Summary of Argument
This case is one of national importance. Juvenile Law Center – a leading national organization for advocacy on behalf of youth in the juvenile and criminal justice systems – is joined as amicus curiae by a broad array of organizations and individuals that provide public policy analysis and support, legal scholarship, and advocacy in courts on important national issues of juvenile justice, all urging this Court to grant the petition for review.
The Court of Appeals decision, if left to stand unexamined on review, will have serious repercussions not just in Oregon but potentially beyond. Conversely, the petition for review, if granted, presents this Court with the opportunity to participate meaningfully in both the state and national development of the law and to address the fundamental differences between children and adults who commit crimes in the critical context of waiver of children into the adult criminal justice system. See Kent v. United States, 383 US 541, 546 (1966) (finding that transfer is a critically important action determining vital statutory rights of the juvenile).

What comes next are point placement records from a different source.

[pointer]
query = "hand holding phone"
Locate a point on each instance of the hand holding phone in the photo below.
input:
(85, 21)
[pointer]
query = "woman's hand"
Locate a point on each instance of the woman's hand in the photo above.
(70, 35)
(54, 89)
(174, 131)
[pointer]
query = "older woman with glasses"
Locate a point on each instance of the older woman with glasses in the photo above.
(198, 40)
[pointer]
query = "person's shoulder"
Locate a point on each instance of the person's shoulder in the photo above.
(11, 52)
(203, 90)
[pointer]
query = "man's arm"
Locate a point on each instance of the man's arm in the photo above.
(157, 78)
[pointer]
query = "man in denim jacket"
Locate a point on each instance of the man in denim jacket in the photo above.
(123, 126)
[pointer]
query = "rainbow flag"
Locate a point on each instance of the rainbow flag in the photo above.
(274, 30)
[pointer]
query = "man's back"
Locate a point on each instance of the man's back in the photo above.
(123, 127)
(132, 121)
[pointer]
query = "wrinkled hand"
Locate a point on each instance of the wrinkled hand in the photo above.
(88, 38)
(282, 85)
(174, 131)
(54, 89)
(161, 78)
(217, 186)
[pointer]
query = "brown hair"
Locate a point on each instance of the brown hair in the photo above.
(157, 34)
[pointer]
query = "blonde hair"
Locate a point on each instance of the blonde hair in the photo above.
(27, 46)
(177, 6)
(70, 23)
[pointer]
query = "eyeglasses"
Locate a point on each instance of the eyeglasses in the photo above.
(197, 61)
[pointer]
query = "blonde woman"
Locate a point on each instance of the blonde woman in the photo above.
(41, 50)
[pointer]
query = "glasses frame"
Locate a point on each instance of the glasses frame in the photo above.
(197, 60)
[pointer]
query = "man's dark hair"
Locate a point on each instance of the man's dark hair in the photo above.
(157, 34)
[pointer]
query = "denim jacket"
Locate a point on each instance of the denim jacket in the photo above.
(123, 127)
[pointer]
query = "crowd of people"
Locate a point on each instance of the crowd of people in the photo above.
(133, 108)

The Oregon legislature sought to erect a high statutory bar to considering a child aged 12-14 (in grade school or middle school, here age 13) mature enough for trial in adult court. The Court of Appeals decision effectively eliminates that threshold by setting the statutory bar for “sufficient sophistication and maturity” so low that virtually all cases will cross it, even though the legislative history discloses that the legislature had exactly the opposite intent. In so doing, the
Court of Appeals used a plain-meaning construct and improperly ignored the body of developmental science that should have been applied in context to interpret the statutory ‘term of art’ at issue here. The court also inappropriately used the test for adult criminal insanity as statutory context to interpret the test for juvenile waiver. Finally, the court took no account of the profound constitutional concerns raised by its interpretation. Indeed, the ‘avoidance canon’ of statutory interpretation should have led the court to incorporate the developmental science into the statutory definition, rather than ignore it.